The two Belcom presses are the only manufacturing equipment on-site at the Mequon facility. The presses sit in a specially-built temperature and light controlled room. Also in the room are a 50- by 60-inch Lasercomb digital CAD-based diecutter and a larger Lasercomb diecutter that can handle 63- by 102-inch board.
"We have taken a major step and made a significant investment by constructing a state of the art digital press room, including a prepress area and conference facility," Hauber says. "This climate-controlled environment was specially designed to include multiple presses, enough room for paperboard storage and a digital diecutter."
The facility also is home to the Retail Research Center, which specializes in retailer acceptance and preference levels for P-O-P. Customers contract with the center to verify the execution and the effectiveness of their merchandising materials.
Hauber points out that the assortment of products and services from Menasha Corp. and its display division are unique.
"Our mission is to do whatever the customer needs," he says. In addition to corrugated, the plant also works with more permanent materials, making racks and similar products out of wood and plastic. "We do what a lot of people aren't set up to do."
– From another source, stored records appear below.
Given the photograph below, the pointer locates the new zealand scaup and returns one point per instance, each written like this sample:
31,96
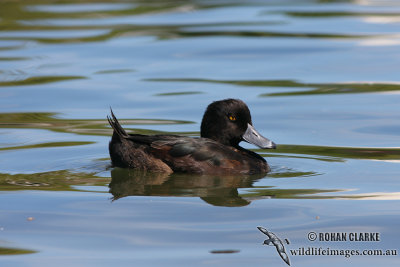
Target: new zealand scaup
225,124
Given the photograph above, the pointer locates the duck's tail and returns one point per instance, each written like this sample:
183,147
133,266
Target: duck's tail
116,126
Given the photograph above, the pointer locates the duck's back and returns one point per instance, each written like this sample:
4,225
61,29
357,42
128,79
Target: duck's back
172,153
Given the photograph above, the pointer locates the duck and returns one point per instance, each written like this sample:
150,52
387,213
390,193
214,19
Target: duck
225,124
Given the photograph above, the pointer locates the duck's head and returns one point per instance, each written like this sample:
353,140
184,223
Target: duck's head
229,122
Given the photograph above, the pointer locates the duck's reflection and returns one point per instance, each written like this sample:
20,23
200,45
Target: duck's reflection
215,190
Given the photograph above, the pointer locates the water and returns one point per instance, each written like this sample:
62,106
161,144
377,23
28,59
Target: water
320,78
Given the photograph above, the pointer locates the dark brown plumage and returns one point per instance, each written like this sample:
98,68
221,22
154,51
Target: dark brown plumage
225,124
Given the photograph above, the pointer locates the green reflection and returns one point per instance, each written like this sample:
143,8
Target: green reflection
20,16
311,88
55,181
48,121
50,144
40,80
215,190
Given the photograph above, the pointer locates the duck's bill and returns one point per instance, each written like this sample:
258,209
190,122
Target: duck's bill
253,137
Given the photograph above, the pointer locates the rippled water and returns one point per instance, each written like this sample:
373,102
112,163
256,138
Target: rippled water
321,80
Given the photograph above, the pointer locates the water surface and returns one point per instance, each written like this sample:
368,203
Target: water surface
320,78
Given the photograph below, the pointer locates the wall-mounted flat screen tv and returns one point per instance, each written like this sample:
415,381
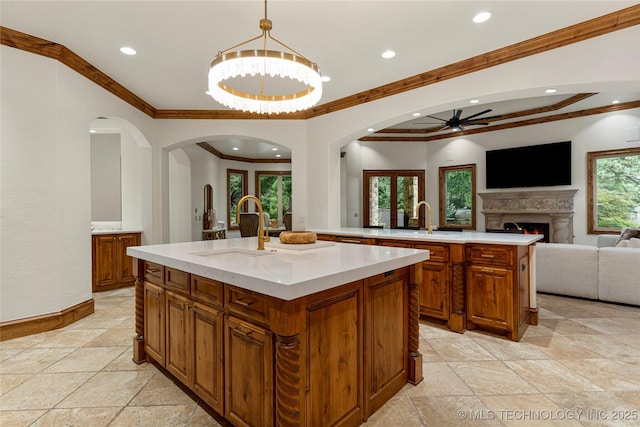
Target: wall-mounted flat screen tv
532,166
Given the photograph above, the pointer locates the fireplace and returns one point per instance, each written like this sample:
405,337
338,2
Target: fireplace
548,212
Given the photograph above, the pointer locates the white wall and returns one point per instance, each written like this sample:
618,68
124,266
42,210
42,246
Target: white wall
45,197
106,197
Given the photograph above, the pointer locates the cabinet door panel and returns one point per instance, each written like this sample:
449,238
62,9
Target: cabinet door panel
154,322
335,362
208,361
435,300
178,346
248,374
490,297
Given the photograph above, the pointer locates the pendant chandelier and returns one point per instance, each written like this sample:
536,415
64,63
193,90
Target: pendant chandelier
268,65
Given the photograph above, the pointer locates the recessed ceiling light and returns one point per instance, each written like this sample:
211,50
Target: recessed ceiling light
388,54
482,17
128,50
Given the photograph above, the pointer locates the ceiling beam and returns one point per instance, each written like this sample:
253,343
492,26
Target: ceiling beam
529,122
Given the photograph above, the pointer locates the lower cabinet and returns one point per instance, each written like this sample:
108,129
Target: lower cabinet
248,374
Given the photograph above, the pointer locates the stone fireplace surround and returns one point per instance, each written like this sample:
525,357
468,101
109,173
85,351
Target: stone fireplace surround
554,207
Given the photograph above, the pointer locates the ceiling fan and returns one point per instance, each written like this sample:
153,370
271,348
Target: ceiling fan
457,123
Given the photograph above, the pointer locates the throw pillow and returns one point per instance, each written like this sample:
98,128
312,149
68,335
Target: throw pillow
623,244
627,233
634,243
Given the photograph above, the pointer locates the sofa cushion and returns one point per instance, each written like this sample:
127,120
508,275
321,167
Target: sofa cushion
619,275
567,269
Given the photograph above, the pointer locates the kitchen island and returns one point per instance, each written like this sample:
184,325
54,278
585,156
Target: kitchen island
320,334
472,280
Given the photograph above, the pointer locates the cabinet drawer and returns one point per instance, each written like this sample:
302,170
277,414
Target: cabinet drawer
153,273
177,280
490,254
207,290
436,252
250,303
357,240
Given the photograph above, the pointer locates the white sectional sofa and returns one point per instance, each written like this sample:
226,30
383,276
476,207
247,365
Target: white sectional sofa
602,272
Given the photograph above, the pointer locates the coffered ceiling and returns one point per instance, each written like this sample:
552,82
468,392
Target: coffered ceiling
176,40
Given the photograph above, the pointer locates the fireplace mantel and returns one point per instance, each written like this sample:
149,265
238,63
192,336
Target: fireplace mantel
554,207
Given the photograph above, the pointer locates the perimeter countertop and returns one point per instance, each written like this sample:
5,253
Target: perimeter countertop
442,236
282,271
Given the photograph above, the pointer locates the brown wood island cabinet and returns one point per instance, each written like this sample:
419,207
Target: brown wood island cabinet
469,285
330,358
112,268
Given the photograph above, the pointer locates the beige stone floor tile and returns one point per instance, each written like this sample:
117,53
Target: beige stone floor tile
114,388
87,359
157,416
598,409
617,375
93,417
491,377
608,326
503,349
33,360
566,326
462,349
202,418
43,391
631,397
160,390
550,376
398,411
29,341
439,380
560,347
8,353
71,338
10,381
607,346
529,411
113,338
19,418
125,362
454,411
428,353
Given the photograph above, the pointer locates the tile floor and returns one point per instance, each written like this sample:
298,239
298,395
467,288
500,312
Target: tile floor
580,366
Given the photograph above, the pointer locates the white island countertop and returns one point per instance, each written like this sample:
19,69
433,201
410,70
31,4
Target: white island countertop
442,236
282,271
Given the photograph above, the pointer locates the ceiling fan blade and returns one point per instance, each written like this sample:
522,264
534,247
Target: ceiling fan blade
477,114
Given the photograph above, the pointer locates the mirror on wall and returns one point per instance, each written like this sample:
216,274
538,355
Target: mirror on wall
106,181
457,197
237,187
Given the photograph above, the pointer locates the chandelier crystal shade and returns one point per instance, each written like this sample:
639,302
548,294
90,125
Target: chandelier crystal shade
267,64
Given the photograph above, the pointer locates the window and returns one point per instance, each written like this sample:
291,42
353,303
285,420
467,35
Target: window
457,196
390,198
274,192
236,189
613,187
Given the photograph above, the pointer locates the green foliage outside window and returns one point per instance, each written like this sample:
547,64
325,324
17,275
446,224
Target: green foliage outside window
618,191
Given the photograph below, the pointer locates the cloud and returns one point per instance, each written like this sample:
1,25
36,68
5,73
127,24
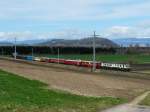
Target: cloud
27,35
72,9
128,32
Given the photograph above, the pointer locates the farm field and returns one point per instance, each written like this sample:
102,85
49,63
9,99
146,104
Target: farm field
19,94
34,97
108,58
146,101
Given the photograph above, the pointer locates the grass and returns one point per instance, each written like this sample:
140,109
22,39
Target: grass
18,94
107,58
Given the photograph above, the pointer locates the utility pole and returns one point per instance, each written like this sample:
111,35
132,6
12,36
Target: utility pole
15,50
2,51
58,55
32,51
94,52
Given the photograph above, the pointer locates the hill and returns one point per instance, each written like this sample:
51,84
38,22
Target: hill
132,41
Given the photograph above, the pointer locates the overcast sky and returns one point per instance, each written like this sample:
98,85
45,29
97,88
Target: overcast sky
42,19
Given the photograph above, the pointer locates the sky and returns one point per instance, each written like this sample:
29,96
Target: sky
71,19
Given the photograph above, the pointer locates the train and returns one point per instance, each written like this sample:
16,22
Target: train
80,63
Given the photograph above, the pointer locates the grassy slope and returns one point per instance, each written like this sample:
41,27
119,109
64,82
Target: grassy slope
109,58
19,94
146,101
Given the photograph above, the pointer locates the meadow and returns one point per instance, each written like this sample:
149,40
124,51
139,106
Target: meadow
18,94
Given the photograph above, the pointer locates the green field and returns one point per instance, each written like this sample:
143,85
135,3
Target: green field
107,58
146,101
18,94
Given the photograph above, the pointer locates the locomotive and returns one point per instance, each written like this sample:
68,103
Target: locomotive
80,63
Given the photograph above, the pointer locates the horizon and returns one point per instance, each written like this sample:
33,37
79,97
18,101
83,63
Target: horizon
75,19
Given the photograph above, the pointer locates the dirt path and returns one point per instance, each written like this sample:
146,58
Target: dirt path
79,83
132,106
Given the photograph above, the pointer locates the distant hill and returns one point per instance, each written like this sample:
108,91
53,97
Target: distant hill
86,42
132,41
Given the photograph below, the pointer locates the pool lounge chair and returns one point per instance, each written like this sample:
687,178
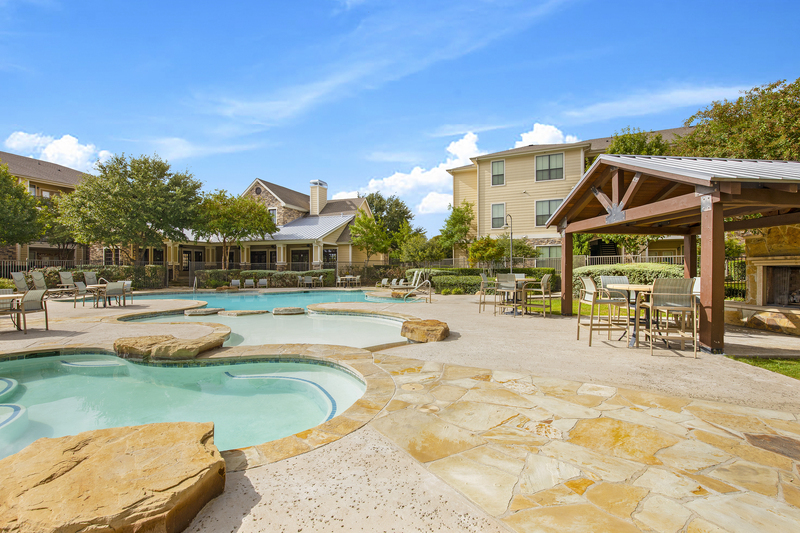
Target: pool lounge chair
32,302
19,282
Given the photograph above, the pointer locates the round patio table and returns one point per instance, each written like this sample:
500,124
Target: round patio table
635,288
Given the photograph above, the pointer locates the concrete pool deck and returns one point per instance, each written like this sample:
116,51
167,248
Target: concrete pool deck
513,425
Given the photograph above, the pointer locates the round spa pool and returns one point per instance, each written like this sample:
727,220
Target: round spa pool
249,403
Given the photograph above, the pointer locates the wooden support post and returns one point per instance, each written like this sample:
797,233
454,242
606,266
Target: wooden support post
712,284
689,256
566,274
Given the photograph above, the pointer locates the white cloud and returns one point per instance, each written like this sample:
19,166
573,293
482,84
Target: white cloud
654,102
65,151
545,134
435,202
428,188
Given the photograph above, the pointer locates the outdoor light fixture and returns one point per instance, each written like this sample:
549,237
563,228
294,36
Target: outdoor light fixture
510,227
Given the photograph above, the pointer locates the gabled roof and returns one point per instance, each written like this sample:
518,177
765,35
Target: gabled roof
288,197
346,206
27,167
311,228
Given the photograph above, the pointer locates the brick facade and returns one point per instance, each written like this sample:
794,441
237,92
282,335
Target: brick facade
285,214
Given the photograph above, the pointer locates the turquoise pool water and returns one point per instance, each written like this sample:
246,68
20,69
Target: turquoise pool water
269,301
248,403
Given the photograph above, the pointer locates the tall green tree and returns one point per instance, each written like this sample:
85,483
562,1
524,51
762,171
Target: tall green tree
132,203
369,235
231,219
56,233
457,226
19,216
392,212
763,123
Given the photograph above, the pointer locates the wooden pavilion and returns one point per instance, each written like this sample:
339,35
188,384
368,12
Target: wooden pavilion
689,196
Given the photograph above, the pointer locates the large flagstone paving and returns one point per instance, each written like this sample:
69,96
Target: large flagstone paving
633,461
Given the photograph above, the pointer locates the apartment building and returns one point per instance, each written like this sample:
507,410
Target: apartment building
522,187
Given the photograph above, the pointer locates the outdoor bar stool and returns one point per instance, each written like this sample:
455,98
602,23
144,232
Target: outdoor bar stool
596,298
671,298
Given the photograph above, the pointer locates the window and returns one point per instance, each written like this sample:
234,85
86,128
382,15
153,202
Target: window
550,167
544,209
498,215
498,173
549,252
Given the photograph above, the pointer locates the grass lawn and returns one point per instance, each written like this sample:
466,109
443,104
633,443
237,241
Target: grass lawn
787,367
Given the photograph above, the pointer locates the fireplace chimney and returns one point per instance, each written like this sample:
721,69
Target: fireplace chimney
319,196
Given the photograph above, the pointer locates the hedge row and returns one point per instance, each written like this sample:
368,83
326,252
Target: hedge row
217,278
639,273
142,276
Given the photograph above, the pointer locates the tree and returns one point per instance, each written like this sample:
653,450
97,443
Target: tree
132,204
55,232
19,217
485,250
231,219
369,235
763,123
457,226
392,212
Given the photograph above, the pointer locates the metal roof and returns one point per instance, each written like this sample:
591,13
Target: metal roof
712,169
27,167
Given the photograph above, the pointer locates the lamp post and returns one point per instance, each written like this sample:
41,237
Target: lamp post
510,227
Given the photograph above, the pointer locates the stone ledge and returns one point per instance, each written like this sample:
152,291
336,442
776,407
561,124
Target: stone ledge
117,479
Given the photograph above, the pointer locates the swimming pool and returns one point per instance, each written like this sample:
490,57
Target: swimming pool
249,330
249,403
248,300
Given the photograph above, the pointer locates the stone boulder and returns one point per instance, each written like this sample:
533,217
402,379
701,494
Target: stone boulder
288,311
203,311
130,479
425,330
243,312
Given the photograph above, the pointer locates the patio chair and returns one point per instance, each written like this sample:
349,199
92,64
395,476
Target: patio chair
32,302
596,298
113,289
505,294
537,295
482,292
66,279
671,297
19,282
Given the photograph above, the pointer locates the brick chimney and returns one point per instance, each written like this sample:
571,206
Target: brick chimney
319,196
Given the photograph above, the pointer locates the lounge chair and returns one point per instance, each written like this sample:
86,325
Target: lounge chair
594,297
671,297
32,302
19,282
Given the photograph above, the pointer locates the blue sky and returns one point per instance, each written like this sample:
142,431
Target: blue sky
366,94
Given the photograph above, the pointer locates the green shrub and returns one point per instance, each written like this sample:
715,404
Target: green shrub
468,284
638,273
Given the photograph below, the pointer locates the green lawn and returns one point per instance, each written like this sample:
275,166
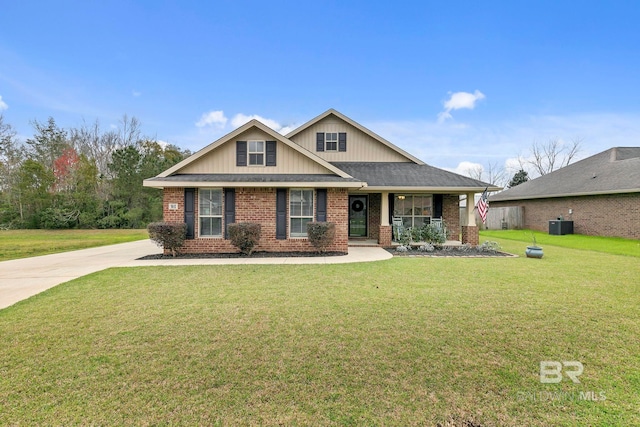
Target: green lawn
416,341
27,243
612,245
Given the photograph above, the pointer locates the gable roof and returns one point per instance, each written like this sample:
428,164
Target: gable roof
252,124
358,126
616,170
403,176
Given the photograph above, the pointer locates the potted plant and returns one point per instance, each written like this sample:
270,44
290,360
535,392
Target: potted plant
533,251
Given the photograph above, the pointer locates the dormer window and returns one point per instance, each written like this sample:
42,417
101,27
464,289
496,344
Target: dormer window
331,141
256,153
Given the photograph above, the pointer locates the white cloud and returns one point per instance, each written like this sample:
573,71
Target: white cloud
286,129
459,100
212,118
466,168
500,142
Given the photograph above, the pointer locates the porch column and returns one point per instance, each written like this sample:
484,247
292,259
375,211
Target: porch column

The company's addition of the digital presses is in keeping with this philosophy of delivering what the customer wants. Being the first to unveil new technology is always a risk, but the managers at Menasha Display say it was a win-win situation.
Having worked for graphics company Matthews International and being familiar with Indigo presses, Hauber says he was very comfortable with digital technology.
"We recognize digital technology as the newest technology in corrugated printing and have the desire to position ourselves as pioneers," he says.
"In addition to traditional print methods, the Bel2000 gives us greater versatility in shorter runs making our ordering process seamless," he adds.
Hartman was involved early-on in the purchase and was very excited about the prospects.
"I remember 12 years ago when I came to this company we were putting in MacIntosh workstations," he says. "You can't wait. There comes a point where you do your homework, you get the facts and you say, 'This makes sense.' Fortunately, Menasha is good about that kind of thing."